Roxton rose again and was about to respond when his scathing remark died on his lips. He turned to her just as she tossed her wet towel aside. He caught a full view of her body, from the back of her head all the way down to her heels, before she slipped into the fur robe Luisah had given her. Instantly he spun back around so she wouldn't know he'd seen her, and so she wouldn't see the effect she'd had on him. "They uh both have their protective qualities," he all but stuttered, trying frantically to regain his composure and self-control.
He started at the touch of her hand on his arm, then looked over one shoulder at her. Her robe was done up and tied around her slim waist, and she held the other robe in one hand.
"Finish drying off and put this on," she continued. "Our hostesses are waiting."
The signs of passage left by the trio of explorers were undeniably obscured by the previous night's snowfall, but Veronica found enough traces to keep her and Finn going for a good distance. The sun was reaching its zenith when the pair finally ran out of visible trail.
Veronica stood, ankle deep in snow, and glared at the obvious signs of an avalanche. It had been a huge fall, much larger than the one she and Finn had heard in the darkness last night. They must have made it through here before the avalanche, she thought, fighting back her fear. The possibility that her friends had been lost, buried until some distant thaw released their frozen bodies, was unacceptable; she refused to even entertain the idea. If we can just get across this, we'll find their path again.
Unaware of Veronica's thoughts, Finn put her hands on her hips and whistled in awe. "Damn," she breathed, surveying the fallout ahead of them. "How the hell are we going to get across that?"
"Very, very carefully," answered Veronica tersely. "But we can't do it now." She hated to admit it--it felt too much like conceding defeat before the match was even half played--but she knew that trying to traverse the area in the middle of the day was beyond foolish and well into the realm of blatant stupidity.
"But, Vee, we can't stop now!" exclaimed Finn.
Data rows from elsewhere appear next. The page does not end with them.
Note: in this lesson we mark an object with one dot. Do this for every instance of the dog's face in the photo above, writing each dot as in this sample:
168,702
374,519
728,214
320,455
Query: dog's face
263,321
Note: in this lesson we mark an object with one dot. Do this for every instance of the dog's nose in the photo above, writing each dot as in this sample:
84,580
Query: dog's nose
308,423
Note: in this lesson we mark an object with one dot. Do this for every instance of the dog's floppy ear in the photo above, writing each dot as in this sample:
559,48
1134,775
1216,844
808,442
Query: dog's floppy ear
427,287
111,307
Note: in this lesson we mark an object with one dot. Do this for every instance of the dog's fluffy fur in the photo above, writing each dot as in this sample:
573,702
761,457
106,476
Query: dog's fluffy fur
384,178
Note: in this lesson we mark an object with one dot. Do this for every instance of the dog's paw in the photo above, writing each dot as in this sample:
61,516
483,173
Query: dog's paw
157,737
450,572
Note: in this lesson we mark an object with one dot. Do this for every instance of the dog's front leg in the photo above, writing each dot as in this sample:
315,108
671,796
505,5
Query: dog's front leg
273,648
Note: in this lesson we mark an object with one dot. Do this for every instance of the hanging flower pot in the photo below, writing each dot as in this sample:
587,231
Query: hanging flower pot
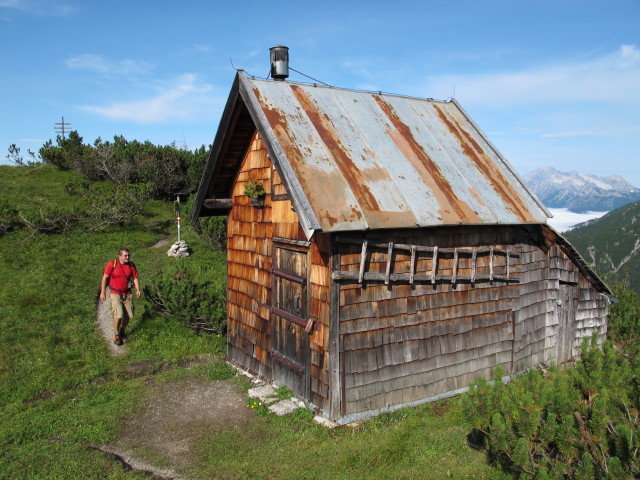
257,202
256,193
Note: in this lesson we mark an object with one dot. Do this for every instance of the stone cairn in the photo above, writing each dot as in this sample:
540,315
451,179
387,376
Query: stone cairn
179,249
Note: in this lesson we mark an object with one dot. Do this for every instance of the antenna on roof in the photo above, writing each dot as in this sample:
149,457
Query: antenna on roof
454,94
279,56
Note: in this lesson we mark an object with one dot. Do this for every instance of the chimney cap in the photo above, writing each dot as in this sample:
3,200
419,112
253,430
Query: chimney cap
279,56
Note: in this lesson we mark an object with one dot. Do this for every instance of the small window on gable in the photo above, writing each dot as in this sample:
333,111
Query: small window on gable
290,282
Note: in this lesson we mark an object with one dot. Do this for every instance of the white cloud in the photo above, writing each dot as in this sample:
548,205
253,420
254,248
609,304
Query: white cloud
613,77
98,64
568,134
184,99
40,7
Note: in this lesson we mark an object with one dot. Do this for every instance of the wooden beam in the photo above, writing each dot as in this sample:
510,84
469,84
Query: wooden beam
491,264
389,258
473,265
363,259
455,266
434,266
404,277
215,203
336,404
412,268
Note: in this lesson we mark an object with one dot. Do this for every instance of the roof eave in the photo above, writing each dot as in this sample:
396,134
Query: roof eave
299,200
214,154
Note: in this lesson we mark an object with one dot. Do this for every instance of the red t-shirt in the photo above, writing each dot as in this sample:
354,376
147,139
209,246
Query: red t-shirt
119,276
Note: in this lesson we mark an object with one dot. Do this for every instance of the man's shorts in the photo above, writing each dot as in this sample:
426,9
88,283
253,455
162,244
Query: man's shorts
121,304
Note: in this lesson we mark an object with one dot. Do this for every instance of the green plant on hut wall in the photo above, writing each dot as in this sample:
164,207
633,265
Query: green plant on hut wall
254,189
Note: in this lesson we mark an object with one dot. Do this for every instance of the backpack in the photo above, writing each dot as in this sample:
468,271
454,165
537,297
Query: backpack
129,281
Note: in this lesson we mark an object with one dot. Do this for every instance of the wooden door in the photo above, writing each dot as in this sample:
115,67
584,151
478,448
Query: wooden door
289,341
567,304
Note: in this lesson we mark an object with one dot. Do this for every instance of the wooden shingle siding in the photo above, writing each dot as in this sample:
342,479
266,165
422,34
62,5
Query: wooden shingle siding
405,342
250,233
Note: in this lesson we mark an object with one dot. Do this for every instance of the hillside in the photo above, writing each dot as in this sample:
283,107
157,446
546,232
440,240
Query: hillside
65,401
579,192
612,244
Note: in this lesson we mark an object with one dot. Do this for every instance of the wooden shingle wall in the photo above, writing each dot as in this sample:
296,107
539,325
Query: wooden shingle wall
250,233
591,306
533,307
402,342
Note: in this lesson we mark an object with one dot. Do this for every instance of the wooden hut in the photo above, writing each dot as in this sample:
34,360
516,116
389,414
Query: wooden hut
396,256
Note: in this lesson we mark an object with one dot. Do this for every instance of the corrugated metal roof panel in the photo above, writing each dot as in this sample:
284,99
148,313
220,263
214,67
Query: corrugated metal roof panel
371,161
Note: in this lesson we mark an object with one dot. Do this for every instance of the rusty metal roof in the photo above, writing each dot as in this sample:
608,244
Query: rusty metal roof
358,160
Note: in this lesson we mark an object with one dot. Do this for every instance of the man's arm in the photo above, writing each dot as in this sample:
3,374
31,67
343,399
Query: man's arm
137,285
103,287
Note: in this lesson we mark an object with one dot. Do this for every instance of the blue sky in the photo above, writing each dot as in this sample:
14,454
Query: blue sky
550,82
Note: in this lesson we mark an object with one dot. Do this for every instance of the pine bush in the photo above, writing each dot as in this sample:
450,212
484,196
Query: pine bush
581,422
191,295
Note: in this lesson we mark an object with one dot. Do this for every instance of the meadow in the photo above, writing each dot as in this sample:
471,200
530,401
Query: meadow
62,395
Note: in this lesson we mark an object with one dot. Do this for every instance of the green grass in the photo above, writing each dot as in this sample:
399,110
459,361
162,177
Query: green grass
425,442
62,394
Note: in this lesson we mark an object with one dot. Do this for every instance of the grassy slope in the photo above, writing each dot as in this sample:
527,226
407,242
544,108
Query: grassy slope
62,393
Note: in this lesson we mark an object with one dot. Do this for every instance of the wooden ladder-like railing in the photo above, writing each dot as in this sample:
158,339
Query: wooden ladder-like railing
433,276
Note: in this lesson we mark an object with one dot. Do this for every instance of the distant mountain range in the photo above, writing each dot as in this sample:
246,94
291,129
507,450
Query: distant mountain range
579,192
611,244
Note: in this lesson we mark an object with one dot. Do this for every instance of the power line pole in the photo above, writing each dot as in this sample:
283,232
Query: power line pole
60,127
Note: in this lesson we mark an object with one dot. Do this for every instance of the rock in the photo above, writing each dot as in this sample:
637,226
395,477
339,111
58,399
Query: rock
179,249
284,407
264,393
325,422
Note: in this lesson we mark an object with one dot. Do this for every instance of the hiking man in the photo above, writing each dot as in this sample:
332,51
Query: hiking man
121,275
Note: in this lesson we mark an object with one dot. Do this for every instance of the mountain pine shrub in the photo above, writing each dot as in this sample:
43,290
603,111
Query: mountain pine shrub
191,295
211,230
624,316
580,422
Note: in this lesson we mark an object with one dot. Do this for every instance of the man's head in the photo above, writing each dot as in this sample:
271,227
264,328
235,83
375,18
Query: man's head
123,255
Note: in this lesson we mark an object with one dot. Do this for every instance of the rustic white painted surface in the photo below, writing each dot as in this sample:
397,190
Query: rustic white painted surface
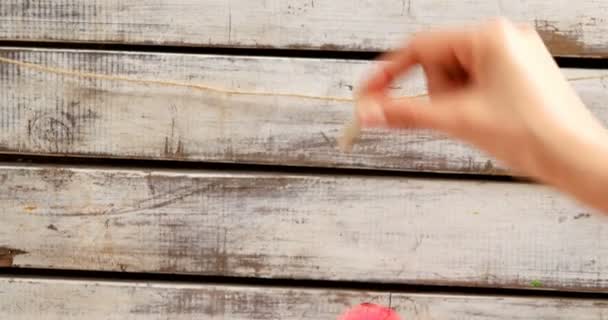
23,298
57,115
569,28
300,226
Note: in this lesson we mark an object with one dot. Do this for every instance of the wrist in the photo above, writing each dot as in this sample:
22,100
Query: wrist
578,166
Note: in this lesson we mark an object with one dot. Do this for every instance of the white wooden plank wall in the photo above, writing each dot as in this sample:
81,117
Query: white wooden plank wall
569,28
57,115
400,230
23,298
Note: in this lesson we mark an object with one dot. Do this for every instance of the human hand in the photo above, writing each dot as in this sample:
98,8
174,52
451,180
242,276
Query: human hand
496,86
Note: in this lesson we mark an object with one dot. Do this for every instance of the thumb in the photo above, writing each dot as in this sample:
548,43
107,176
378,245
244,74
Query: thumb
441,113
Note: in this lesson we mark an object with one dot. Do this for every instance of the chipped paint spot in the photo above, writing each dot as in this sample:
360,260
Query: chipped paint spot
7,256
536,283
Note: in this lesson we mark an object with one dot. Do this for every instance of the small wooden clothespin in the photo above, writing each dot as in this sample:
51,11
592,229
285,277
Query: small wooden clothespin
352,130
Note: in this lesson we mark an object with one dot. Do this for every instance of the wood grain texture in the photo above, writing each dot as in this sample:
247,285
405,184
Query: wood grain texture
429,231
569,29
23,298
57,115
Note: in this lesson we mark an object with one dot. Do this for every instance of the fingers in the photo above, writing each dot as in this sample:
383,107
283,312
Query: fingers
444,113
445,48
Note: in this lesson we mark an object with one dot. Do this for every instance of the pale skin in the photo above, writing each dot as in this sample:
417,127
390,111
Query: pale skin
495,85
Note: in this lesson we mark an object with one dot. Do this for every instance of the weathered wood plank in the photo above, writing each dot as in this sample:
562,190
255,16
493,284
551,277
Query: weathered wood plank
58,115
23,298
389,229
569,29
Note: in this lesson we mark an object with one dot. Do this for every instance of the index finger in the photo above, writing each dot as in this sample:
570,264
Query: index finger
431,47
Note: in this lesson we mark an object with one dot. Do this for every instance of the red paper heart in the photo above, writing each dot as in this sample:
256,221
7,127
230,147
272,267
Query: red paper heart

She was about to suggest they try going around instead, but stopped herself abruptly. There was no way around without going miles out of their way, and even then there was no guarantee they would be able to get back to their current elevation once they reached the other side. "So what do we do?" she asked instead, looking around for somewhere to rest and shelter should they be stuck there overnight.
Veronica didn't answer right away. She was considering their options, which were abysmally few.
"Perhaps I can help you," said a voice from off to their left.
Startled, both women drew their weapons, spinning to face the intruder.